A photo arrived the other day from Glenn Crespo, at one time a WNEW News desk assistant. His caption:
“I found a picture of Bruce Charles, myself, another Desk Assistant Mary Ellen Kowalski and, if you look close on the left side, fill -in reporter Randy Place. This was taken after we moved to 3rd Avenue and must have been in the early 1980’s.”
In response, we asked Glenn to send a few lines about his time at WNEW and where it led, which turned out to be an impressive string of call letters including the new, all news WNEW in Washington, D.C.
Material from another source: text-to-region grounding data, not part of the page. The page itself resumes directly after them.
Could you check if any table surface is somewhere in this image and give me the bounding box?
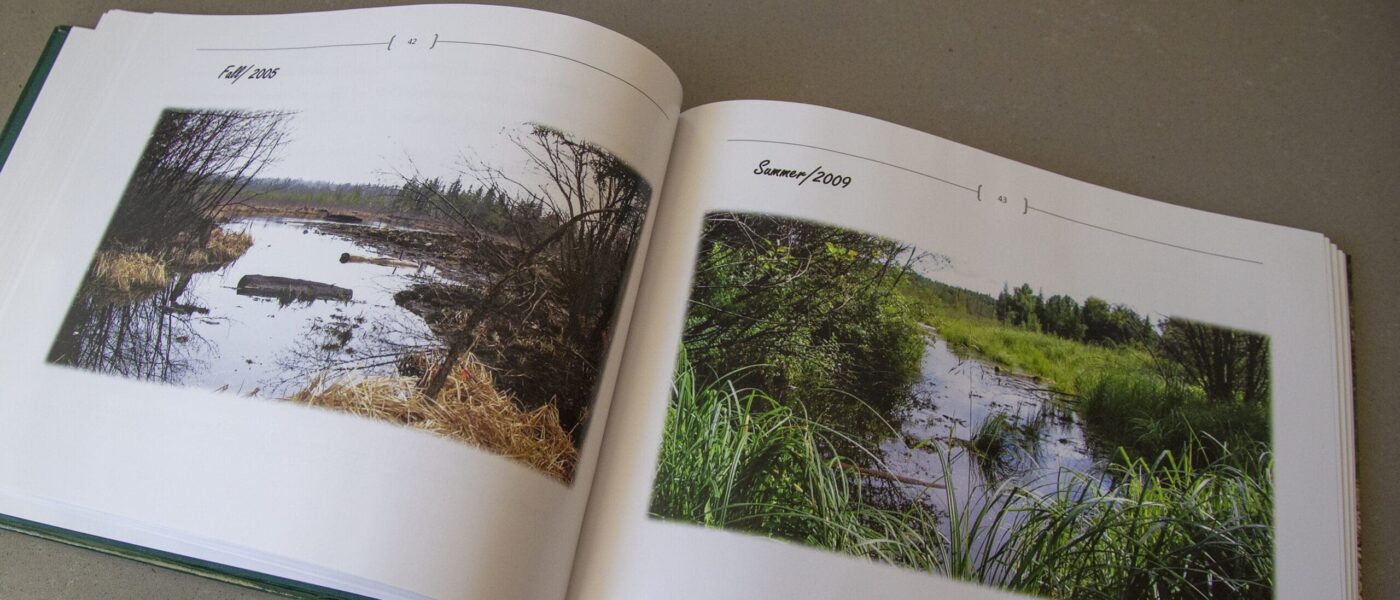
[2,1,1396,598]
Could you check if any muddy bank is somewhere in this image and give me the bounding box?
[392,275,599,442]
[303,215,608,441]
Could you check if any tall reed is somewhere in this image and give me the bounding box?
[651,354,1274,599]
[650,354,946,568]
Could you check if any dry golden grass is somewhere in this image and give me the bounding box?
[286,353,578,481]
[167,227,254,270]
[90,250,168,294]
[207,227,254,261]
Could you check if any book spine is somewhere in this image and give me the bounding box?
[0,26,70,172]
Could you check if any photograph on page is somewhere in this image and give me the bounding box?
[43,104,654,483]
[647,209,1274,598]
[0,5,690,598]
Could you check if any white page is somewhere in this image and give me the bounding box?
[572,100,1352,599]
[0,6,680,599]
[0,13,153,313]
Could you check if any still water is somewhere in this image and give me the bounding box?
[879,329,1105,512]
[51,217,442,396]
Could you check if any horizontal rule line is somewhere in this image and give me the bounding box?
[726,138,979,194]
[1027,205,1264,265]
[195,41,390,52]
[437,40,669,120]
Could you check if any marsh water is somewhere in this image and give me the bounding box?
[49,217,442,395]
[878,328,1105,515]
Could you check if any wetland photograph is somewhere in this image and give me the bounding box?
[47,107,654,482]
[649,212,1274,599]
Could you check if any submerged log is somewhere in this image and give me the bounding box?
[236,274,352,302]
[318,210,364,224]
[339,252,419,269]
[164,303,210,315]
[838,460,946,489]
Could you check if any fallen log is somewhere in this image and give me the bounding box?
[339,252,419,269]
[236,274,352,303]
[317,210,364,224]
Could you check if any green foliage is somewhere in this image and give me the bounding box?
[683,213,924,435]
[965,412,1027,481]
[395,176,517,233]
[658,210,1274,598]
[651,357,1274,599]
[915,289,1270,467]
[650,354,946,566]
[992,285,1154,347]
[999,441,1275,599]
[1080,296,1153,346]
[930,312,1149,394]
[1040,294,1084,340]
[1080,369,1270,467]
[1158,318,1271,405]
[995,284,1043,331]
[899,273,997,321]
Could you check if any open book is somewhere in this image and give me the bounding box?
[0,5,1357,599]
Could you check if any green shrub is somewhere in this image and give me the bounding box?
[1080,370,1270,469]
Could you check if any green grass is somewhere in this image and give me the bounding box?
[650,354,1274,599]
[648,354,947,567]
[917,303,1270,469]
[999,443,1275,599]
[969,412,1018,461]
[928,312,1148,394]
[1080,370,1271,467]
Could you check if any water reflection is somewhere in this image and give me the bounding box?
[48,274,211,384]
[49,217,440,396]
[877,331,1104,512]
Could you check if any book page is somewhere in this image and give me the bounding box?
[0,16,151,300]
[571,100,1351,599]
[0,6,679,599]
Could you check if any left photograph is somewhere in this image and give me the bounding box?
[46,107,654,482]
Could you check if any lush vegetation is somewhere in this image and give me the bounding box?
[899,272,1271,465]
[994,283,1154,347]
[681,213,925,440]
[649,353,939,562]
[650,212,1275,598]
[651,354,1274,599]
[929,312,1148,394]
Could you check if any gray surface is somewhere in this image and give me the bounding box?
[1,1,1396,598]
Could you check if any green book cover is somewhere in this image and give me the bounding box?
[0,26,67,172]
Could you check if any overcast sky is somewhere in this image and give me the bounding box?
[911,245,1163,322]
[254,98,533,187]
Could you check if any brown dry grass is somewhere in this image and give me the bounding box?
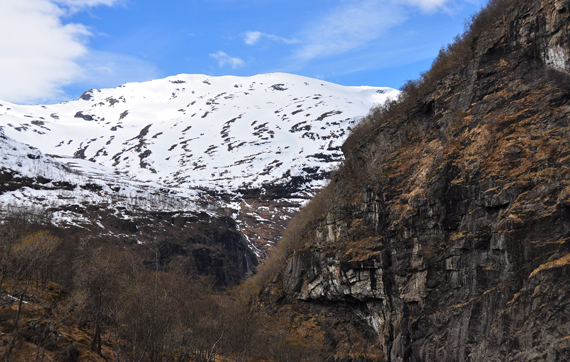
[529,253,570,278]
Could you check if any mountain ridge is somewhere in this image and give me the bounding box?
[0,72,398,254]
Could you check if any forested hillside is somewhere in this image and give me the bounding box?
[0,208,307,361]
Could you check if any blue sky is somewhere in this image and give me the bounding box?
[0,0,486,104]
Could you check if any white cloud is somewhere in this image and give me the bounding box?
[53,0,122,13]
[210,51,245,69]
[397,0,449,12]
[0,1,88,104]
[293,0,406,63]
[287,0,453,67]
[0,0,122,104]
[243,31,298,46]
[54,0,119,5]
[244,31,263,45]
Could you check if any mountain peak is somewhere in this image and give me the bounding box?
[0,73,398,251]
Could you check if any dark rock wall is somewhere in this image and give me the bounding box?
[121,211,258,288]
[263,0,570,360]
[78,208,257,288]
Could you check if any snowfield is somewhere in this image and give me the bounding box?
[0,73,398,247]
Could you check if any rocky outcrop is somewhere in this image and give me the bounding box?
[260,0,570,360]
[135,214,259,288]
[65,205,257,288]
“I was (at WNEW, New York) from January 1977 through September of 1991, starting as a desk assistant, hired by Jim Gordon. From 1978 through 1980, I was a weekend anchor at WFAS in White Plains. I continued as a desk assistant at WNEW and then, under Mike Prelee, began doing sports reports in 1986 and weekend anchor shifts in addition to anchoring news on the NY Giants football network. I free-lanced for AM and FM until AM went off the air. . . My time at WNEW was a great learning experience, working with Bob Hagen, Bruce Charles, Charles Scott King, Andy Fisher, Mike Eisgrau and Peggy Stockton. There were many major news stories covered during my time there, “Son of Sam,” The Northeast Blackout, the helicopter crash on the Pan Am Building, hijackings, presidential elections, the First Gulf War, the Battle for the Falkland Islands, the blizzard of 1977, transit strikes, the murder of John Lennon, the assassination attempt on Ronald Reagan and the Challenger disaster, to name a few.
After the news department was “downsized” in 1991, I worked two years for WXPS in Hawthorne New York as the morning anchor, co-host and News Director.I also free-lanced for WHUD, WFAS, WBLS, WFAN during this time. Went to WJUX in Dumont New Jersey in 1993, where I worked as the afternoon anchor and moved to WVNJ in Teaneck as the News Director and anchor in 1995. In 1997 I joined Shadow Traffic and remained there for 10-years doing traffic on WINS and news on WQCD.
In 1997 I began freelancing for the Wall Street Journal Radio Network and continued to do so off and on there until I was hired full-time in 2012 doing overnight reports for Dow Jones Radio on the Wall Street Journal Network, WCBS and WNEW (in Washington D.C.).
The WNEW (New York) News Department was a very interesting, volatile, action-packed place to work. A lot of different personalities thrown together. But at the end of the day, getting the news on the air was what mattered and getting it right was what mattered. The business has changed so much since then with sensationalism, character assassinations and speculations now being the norm. I will always treasure my years working in the WNEW News Department.”
Wow! TWO unforgettable former WNEW co-workers in one post! I could always count on Glenn to brighten any day at the Big W. He could cut the pompous down to size and was always available to help with a project or a phone call. He loved giving co-workers nicknames. One, he called “Carson,” because she was always taking days off the way Johnny Carson did in his latter years on the Tonight show. He was also a dependable member of the WNEW-FM All-Stars charity softball team. I enjoy hearing his Wall Street Journal reports on WCBS. Lee Bridge was the news department administrative assistant when I arrived back at WNEW from WIP in 1969. She made me feel at home in a newsroom that had changed dramatically (as had all of radio news) since I had left four years earlier. I think she was the first person I ever knew who came from Staten Island!
What a great photo of Bruce Charles! Just as I remember him.